I’m founder and hiring manager at a tech startup company. We are looking for talented college graduates interested in making a difference. Strangely enough, while most workers in our industry are recently graduated young adults, I am not. I started this company with my two 30-something children and am charged with growing our staff by recruiting and hiring talented IT professionals.

In addition to skills, I look for driven candidates who show initiative and an entrepreneurial mindset. Finding technically savvy applicants is the easy part. Why don’t educated, capable Millennials show passion? Why do many of them settle for part-time positions or unpaid internships? Where’s the gusto…the “no guts, no glory” attitude I remember when I first looked for employment after graduation?

Surprised at Low Expectation Workforce

Dear Surprised:

It is surprising that the most well-educated generation in American history – the U.S. Department of Education reports that 34 percent of Millennials have a bachelor’s degree compared to 25 percent of Baby Boomers – are not more assertive in attaining employment.

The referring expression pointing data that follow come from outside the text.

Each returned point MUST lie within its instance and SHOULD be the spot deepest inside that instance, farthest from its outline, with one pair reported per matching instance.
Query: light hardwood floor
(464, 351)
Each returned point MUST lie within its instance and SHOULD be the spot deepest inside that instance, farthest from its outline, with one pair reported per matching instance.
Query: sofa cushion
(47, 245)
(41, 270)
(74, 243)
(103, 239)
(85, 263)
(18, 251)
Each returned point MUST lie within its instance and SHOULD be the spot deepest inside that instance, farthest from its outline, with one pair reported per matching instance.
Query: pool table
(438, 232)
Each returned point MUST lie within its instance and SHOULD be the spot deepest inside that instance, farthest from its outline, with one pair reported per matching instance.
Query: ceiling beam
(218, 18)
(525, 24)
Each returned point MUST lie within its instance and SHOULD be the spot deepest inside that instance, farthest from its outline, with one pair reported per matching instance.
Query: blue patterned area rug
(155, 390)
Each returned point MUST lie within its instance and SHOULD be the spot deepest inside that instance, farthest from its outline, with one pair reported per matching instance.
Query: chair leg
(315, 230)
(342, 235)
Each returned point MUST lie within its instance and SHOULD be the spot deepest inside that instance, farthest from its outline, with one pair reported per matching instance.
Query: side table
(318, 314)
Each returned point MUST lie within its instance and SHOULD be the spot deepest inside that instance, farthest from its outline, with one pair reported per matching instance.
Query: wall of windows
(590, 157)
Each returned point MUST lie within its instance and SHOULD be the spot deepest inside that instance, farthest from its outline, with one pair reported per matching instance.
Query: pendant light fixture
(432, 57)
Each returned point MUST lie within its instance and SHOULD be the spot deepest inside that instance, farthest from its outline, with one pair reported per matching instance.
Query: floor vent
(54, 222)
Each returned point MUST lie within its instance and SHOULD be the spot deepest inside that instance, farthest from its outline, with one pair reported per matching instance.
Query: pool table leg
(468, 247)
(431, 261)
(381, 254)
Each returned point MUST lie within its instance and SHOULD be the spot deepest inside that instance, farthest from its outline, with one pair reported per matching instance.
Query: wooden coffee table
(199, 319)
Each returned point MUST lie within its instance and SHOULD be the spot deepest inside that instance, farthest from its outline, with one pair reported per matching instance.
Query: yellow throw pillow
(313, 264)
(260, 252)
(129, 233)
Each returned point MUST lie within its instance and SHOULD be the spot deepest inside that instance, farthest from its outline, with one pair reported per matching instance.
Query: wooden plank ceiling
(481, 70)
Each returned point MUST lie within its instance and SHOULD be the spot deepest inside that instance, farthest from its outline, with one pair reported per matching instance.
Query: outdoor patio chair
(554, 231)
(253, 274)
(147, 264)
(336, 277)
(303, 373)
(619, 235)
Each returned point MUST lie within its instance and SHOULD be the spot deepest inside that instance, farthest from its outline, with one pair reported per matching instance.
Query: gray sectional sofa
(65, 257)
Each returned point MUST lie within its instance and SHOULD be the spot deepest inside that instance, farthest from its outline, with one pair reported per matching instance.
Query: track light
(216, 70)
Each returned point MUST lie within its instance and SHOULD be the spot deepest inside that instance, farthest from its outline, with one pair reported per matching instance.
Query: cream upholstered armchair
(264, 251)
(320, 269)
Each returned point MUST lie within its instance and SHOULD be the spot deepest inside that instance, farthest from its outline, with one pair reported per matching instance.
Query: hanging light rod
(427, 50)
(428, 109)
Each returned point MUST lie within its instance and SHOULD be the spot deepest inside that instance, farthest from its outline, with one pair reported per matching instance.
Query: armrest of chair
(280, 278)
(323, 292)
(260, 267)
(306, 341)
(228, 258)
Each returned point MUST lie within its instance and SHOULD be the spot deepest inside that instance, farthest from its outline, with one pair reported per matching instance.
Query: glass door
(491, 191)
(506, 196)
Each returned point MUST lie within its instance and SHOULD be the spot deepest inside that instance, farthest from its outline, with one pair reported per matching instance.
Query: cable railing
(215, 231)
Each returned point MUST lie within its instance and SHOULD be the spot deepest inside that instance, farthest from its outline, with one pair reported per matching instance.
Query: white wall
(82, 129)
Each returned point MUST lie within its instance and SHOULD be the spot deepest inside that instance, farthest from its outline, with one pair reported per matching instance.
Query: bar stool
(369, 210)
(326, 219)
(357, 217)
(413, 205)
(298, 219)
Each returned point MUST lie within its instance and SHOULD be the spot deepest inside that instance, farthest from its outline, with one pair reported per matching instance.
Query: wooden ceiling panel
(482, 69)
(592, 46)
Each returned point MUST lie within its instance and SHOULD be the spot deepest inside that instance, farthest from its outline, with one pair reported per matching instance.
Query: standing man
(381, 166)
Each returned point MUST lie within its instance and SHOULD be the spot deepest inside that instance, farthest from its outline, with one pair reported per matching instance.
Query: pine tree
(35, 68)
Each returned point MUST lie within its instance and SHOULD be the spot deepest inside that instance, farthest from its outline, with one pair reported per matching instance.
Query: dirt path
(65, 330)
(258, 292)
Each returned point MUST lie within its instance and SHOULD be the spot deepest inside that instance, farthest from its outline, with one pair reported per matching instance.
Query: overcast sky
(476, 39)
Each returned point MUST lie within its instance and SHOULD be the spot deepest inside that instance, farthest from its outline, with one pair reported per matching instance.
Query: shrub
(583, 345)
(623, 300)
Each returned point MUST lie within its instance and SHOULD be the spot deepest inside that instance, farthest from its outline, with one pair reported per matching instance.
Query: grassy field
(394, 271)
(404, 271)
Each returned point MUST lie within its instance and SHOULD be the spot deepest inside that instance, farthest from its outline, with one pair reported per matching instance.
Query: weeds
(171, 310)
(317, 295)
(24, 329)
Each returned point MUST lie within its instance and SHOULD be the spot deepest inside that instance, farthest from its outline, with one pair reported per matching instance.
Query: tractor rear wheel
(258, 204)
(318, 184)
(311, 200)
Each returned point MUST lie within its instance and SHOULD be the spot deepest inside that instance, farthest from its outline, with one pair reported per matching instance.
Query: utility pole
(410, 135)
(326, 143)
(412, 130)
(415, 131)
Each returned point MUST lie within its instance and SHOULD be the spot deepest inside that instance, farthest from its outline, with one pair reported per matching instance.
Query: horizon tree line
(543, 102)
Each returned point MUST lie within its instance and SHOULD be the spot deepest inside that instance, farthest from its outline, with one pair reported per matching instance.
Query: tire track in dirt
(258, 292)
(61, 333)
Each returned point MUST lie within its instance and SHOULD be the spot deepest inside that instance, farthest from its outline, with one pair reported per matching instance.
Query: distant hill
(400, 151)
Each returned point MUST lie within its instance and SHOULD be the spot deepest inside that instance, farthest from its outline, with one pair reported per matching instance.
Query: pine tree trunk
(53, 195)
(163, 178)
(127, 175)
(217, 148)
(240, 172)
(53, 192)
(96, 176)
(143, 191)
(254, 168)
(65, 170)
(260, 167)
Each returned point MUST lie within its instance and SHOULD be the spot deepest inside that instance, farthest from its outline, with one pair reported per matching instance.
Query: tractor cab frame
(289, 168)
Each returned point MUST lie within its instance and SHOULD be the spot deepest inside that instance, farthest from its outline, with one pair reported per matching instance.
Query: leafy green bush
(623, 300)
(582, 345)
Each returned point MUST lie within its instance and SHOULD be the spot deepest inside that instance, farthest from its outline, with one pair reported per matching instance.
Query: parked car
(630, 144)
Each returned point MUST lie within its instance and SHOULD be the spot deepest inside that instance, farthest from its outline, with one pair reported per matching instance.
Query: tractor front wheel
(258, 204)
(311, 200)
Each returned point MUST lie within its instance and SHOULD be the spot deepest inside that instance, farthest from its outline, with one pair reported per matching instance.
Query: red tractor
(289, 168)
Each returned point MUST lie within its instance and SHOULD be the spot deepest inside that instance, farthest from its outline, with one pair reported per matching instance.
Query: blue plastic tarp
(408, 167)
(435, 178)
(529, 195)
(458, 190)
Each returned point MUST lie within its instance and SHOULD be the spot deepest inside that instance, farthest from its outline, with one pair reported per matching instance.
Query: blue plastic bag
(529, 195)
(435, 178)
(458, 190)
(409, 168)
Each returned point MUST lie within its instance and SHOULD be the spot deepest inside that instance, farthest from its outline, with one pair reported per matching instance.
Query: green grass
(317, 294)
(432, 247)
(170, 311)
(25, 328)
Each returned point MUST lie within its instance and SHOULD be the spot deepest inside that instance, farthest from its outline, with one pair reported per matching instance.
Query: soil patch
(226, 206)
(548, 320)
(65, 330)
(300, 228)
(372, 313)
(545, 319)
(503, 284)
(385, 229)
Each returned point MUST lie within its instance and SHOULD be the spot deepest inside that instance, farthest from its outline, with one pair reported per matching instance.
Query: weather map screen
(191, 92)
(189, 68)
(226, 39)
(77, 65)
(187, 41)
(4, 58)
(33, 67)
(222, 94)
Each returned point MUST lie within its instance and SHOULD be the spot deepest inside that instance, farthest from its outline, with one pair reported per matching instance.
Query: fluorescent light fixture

Despite great talent and education, college graduates report that it takes twice as long to find their first job out of college today than it did in the 1970s.

Today’s graduates are children of the Great Recession saddled with a job market unfavorable to inexperience. Here’s why.

  • Employers frequently require young hires to have both a college degree and work experience in the form of an internship or a co-op program. Businesses have reduced their training budgets and now expect new hires to come in and succeed with little training.
  • Web-based job platforms, such as Indeed.com or CareerBuilder.com, give Millennials access to more job opportunities. Yet, with ease of access, the competition for any one job has multiplied.
  • The only way new workers can get experience is to look for internships and volunteer experiences.
  • Job searching takes weeks or even months of dedication, and knowing how to hunt for a position doesn’t always come naturally. Recruiters claim that 70 percent of jobs come from networking.
  • Employers are reluctant to hire Millennials based on the statistic that 66 percent of them say they only plan on staying with current jobs for a few years. This affects how businesses hire and train employees.

Based on these factors, Millennials have lowered their expectations for finding the perfect job. It’s not that they aren’t ambitious or willing to take initiative, they are adapting to the environment.

Next time you interview a qualified candidate, one who is looking for experience through an unpaid internship, surprise him. Congratulate him for adapting to an unfavorable marketplace. Then offer your paid position with the challenge that your new employee exceeds your expectations just as you exceeded his.